Unemployment has continued to fall as the claimed economic bounce back saw more UK citizens find work. The latest Office for National Statistics (ONS) figures show the same pattern as the last year, but signs of a slowdown in the number entering work mean the country is not out of the woods yet.

Unemployment has continued to fall as the claimed economic bounce back saw more UK citizens find work.

The latest Office for National Statistics (ONS) figures show the same pattern as the last year, but signs of a slowdown in the number entering work mean the country is not out of the woods yet.

Although unemployment fell by 146,000 in the last three months to 2.02 million, the number actually in work only went up by 74,000, ending a run of figures showing hundreds of thousands more getting jobs.

The main reason for this was a rise of 114,000 in the number classified as 'economically inactive', which is due partly to a slowdown in the number of disabled and long term sick people being found fit for work as the hated Atos work capability assessment is wound down.

It also includes many more who have decided to look after their homes instead of looking for work, an indicator that the kind of quality jobs needed to lead the UK out of recession still aren't being created.
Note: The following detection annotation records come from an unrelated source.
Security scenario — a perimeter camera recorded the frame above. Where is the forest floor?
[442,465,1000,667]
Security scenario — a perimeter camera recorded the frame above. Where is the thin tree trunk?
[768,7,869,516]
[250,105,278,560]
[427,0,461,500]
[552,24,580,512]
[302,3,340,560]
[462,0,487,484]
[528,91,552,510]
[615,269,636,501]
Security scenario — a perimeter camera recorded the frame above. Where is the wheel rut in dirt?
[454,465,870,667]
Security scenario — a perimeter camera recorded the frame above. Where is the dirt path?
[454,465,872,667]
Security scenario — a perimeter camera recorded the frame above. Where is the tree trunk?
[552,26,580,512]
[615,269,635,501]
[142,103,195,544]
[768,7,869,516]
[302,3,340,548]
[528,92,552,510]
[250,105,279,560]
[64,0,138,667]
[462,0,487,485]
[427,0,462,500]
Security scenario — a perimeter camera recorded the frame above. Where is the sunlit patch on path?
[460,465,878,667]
The continuing problems of low pay for the majority saw average yearly rises of only 0.6% even as inflation was far higher over the last twelve months. Most workers saw their take-home pay plummet in value as they struggled to make ends meet.
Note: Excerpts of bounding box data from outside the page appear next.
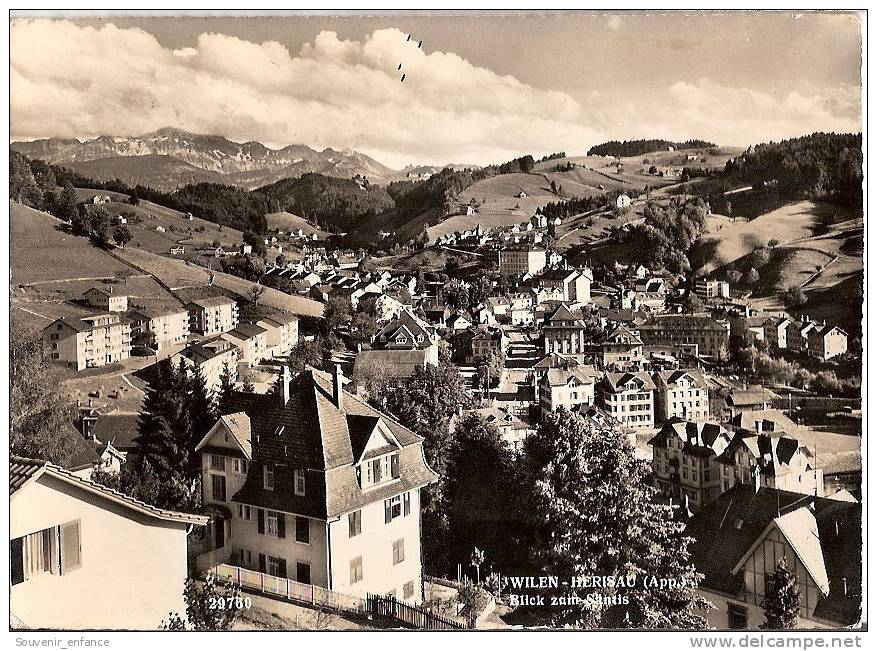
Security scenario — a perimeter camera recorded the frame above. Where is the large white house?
[9,456,207,630]
[198,367,437,603]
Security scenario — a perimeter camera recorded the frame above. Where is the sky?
[10,11,862,168]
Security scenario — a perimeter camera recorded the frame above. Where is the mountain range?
[10,128,399,191]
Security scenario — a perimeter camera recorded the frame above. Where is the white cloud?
[10,17,860,166]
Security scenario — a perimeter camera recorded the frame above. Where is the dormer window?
[356,452,399,488]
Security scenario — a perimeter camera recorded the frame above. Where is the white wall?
[10,475,187,630]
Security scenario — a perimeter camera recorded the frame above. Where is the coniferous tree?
[216,362,236,415]
[525,411,709,629]
[761,556,801,630]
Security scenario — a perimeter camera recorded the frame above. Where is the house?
[473,407,535,452]
[649,418,734,511]
[537,366,598,417]
[42,314,131,371]
[256,314,298,357]
[186,296,238,337]
[83,285,128,312]
[128,306,189,352]
[718,429,825,495]
[195,367,438,603]
[652,370,710,423]
[685,484,862,629]
[807,324,847,361]
[172,335,241,392]
[600,325,643,368]
[542,304,585,355]
[470,327,509,363]
[595,373,655,428]
[639,314,730,356]
[694,279,731,300]
[9,456,207,630]
[220,323,268,366]
[536,268,594,304]
[499,246,546,276]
The problem of self-employment continues to blight the country. There is nothing wrong in theory with 368,000 more people working for themselves over the last year, around the same number that found full time jobs.

But George Osborne's pretence that there has been a wave of entrepreneurship sweeping the UK was exposed for the nonsense it is when the ONS released an article on this issue last month.

This showed that self-employed earnings fell by nearly a third between 2006 and 2014, a huge blow to those involved.

It gets worse than that though, with their average pay at nearly £100 per week less than in 2006 sitting at less now than a full-time minimum wage employee by around £2,500 per year.

It needs to be understood that when these apparently rosy employment figures are announced each month, they are really telling us of many people who cannot find other work being forced into either a fake status that disguises their joblessness or poverty level pay and developing world working hours.

There is another element of disguise, in that the pay of self-employed people is not included when official figures are released; how much worse would today's 0.6% rise in wages have been if the 12% fall for those working for themselves was included?

The bald work statistics don't tell us about the quality of work created, whether employee or self-employed, but ever-decreasing pay does.

It is clear that low quality jobs, including zero hours contracts, insecure work, and work created in low-pay sectors, are holding back the recovery, resulting in ever-lower incomes, as TUC Secretary General Frances O'Grady says in response to today's news:

"Last week the Governor of the Bank of England said the fall in real wages is the worst since the 1920s and today's figures show it getting worse. Pay increases are less than half the rate of inflation, so living standards keep on falling.

"More people are working, but growth based on more low-paid jobs isn't working for Britain. We need jobs that ensure everyone gets a fair share in the growing economy through real increases to their wages."

Simply rewarding the richest with more and more money, while everyone else simply divides up what is left without growing it, is no way to long term economic prosperity.